Review articleClinical outcomes in recurrent glioblastoma with bevacizumab therapy: An analysis of the literature

- Bevacizumab (BEV) is a common treatment for recurrent glioblastoma (r-GBM).
- Post BEV survival (OS) & progression free survival (PFS) are not well defined.
- Post BEV-OS & BEV-PFS were analyzed in r-GBM from 53 arms of 42 clinical trials.
- PFS = 4.38 M (95% CI 4.09-4.68); post-BEV-OS = 3.36 M (95% CI 3.12-3.66) [n = 2045].
- These estimates provide a historical control for BEV-PFS & post BEV-OS.
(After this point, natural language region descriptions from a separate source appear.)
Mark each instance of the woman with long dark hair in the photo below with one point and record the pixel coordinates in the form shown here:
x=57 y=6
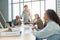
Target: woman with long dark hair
x=52 y=26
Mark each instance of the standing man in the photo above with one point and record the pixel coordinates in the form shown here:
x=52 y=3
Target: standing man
x=26 y=14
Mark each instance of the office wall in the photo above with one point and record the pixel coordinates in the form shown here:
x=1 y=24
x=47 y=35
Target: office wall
x=4 y=8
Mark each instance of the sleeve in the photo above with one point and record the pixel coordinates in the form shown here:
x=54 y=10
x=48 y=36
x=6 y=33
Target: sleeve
x=46 y=32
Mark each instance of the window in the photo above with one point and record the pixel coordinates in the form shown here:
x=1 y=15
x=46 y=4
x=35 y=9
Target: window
x=16 y=8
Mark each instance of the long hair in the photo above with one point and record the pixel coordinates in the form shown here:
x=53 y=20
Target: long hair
x=53 y=16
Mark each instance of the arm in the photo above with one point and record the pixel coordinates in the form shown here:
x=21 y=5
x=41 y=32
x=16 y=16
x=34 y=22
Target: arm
x=46 y=32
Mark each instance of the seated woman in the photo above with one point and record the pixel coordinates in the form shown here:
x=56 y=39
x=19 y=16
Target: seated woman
x=17 y=21
x=52 y=26
x=37 y=21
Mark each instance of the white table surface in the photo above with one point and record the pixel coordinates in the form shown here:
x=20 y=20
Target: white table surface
x=25 y=36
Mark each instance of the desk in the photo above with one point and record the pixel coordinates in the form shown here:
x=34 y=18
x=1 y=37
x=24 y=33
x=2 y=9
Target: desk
x=25 y=36
x=22 y=37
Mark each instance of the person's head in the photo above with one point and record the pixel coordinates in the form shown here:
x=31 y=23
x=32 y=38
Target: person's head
x=25 y=7
x=37 y=16
x=51 y=15
x=17 y=17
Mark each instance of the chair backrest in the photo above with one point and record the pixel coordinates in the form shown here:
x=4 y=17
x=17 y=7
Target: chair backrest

Bevacizumab (BEV) is a common treatment for recurrent glioblastoma (GBM). After progression on BEV, there is no consensus on subsequent therapy, as multiple chemotherapy trials have failed to demonstrate discernible activity for salvage. A previous review (995 patients) estimated a progression free survival (PFS) on BEV of 4.2 months (SD ± 2.1) with an overall survival (OS) after progression on BEV at 3.8 months (SD ± 1). We endeavored to establish a more rigorous historical control, both as a benchmark for efficacy, and a prognostic tool for clinical practice. A comprehensive literature review was performed utilizing PubMed and societal presentation abstracts. A total 2388 patients from 53 arms of 42 studies were analyzed in three groups: 1) thirty-two studies in which survival post-BEV was determined by subtracting PFS from OS (2045 patients): PFS on BEV = 4.38 months (95% CI 4.09-4.68); OS post-BEV = 3.36 months (95% CI 3.12-3.66); 2) two studies (94 patients) in which OS post-BEV is reported: OS = 3.26 (95% CI 2.39-4.42); 3) eight studies of salvage therapy after progression on BEV (249 patients): of OS post-BEV = 4.46 months (95% CI 3.68-5.54). These estimates provide a firm historical control for PFS on BEV, as well as OS after disease progression on BEV therapy.